Lucy e Isa levantaram as mãos euforicamente, visto que a irmã sempre fazia as atividades, consideradas chatas por eles, divertidas.

— Eu ainda não terminei! —Zach exclamou e cruzou os braços, emburrado.

— Ainda quer comer? —Perguntou e ele negou com a cabeça— Então hoje eu vou te dar uma colher de chá.

Assim, os três comemoraram e subiram com ela de bom grado. Segundos e Esther, a matriarca da família, entrou em casa derrubando um vaso de plantas e tudo o que estava em cima da bancada da cozinha americana. Murray tentou segurá-la, para que não se machucasse ou continuasse a quebrar o que visse pela frente, mas, como o habitual, os gritos começaram.

No andar de cima, depois enrolar para sair do banheiro —único cômodo que era fácil não ouvir a briga por ficar no final do corredor, Enid levou os irmãos para o quarto. Colocou som relativamente alto e os desafiou a cantar em plenos pulmões, querendo distraí-los tanto do barulho quanto das preocupações e dúvidas que rodeavam suas pequenas mentes.

Quatro músicas depois, Enid notou que o outro ambiente ocupado estava silencioso. Aquilo era sinal de que a situação estava controlada.
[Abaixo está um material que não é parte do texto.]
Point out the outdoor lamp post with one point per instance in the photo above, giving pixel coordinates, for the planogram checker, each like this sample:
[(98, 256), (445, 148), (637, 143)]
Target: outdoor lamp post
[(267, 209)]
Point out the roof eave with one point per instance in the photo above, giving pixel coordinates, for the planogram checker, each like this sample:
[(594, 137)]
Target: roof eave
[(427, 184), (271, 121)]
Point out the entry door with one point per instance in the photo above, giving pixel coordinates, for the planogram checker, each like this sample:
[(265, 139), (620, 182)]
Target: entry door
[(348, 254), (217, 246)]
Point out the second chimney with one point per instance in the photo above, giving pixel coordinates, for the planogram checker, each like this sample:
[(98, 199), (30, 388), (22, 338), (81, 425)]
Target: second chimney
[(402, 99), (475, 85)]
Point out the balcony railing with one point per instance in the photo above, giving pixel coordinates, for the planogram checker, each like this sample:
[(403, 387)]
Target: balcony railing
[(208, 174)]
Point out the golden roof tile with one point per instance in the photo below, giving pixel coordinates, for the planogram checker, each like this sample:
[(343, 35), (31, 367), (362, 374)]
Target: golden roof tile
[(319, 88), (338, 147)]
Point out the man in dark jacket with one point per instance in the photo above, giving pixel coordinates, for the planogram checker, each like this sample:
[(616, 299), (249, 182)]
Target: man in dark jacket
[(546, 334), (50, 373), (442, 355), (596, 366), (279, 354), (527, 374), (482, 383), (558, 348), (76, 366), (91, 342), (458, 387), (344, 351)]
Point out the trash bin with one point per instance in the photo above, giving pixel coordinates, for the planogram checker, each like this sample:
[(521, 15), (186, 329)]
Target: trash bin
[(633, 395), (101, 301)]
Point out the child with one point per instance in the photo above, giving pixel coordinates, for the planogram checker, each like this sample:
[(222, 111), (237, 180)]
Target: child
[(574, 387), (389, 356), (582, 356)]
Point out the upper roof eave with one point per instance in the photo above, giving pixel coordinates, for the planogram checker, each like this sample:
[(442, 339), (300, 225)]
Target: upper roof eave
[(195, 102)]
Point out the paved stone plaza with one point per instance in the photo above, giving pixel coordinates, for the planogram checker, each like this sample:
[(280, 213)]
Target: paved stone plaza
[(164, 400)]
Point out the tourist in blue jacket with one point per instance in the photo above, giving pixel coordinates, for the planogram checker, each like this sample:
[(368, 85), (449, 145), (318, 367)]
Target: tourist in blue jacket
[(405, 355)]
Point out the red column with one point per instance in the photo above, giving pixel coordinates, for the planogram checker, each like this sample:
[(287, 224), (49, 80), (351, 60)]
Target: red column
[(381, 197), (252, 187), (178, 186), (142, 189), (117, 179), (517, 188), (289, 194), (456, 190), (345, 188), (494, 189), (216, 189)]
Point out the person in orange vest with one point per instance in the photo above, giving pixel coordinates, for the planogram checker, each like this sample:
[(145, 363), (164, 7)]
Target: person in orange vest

Ou pior.

— Vocês têm lição pra fazer?

— Eu e Lucy acabamos tudo na aula mesmo —Zach contou orgulhoso— Isa tem porque deve ter ficado conversando com a namoradinha dele —Zombou e o irmão ficou vermelho.

— Cala a boca, Zachary!

— Ei, podem parando! Como assim "namoradinha" hein? —Perguntou tentando soar brincalhona, mas por dentro estava nervosa. Eles estavam crescendo tão rápido!

— Ela é só minha amiga. Zachary é um bobo.

— Isaac Sinclair —Enid repreendeu.

— Tá, desculpa, ele não é bobo —Disse depois de bufar— Mas ela é mesmo só minha amiga. Zach nos viu conversando no intervalo e tá brincando com a minha cara desde então.

— Vocês dois, tratem de se resolver. Não quero ter que me meter —Mandou e ambos assentiram— Quanto falta?

— Bem pouco! Acho que só um exercício.

— Okay, então faça. Zach e Lucy, podem ficar aqui e ajudá-lo? —Questionou e eles concordaram— Ótimo. Eu já volto.

— Depois você pode ir com a gente lá fora?

— Se eu chegar aqui, todos me mostrarem os deveres feitos e o quarto estiver arrumado, sim. Prometo.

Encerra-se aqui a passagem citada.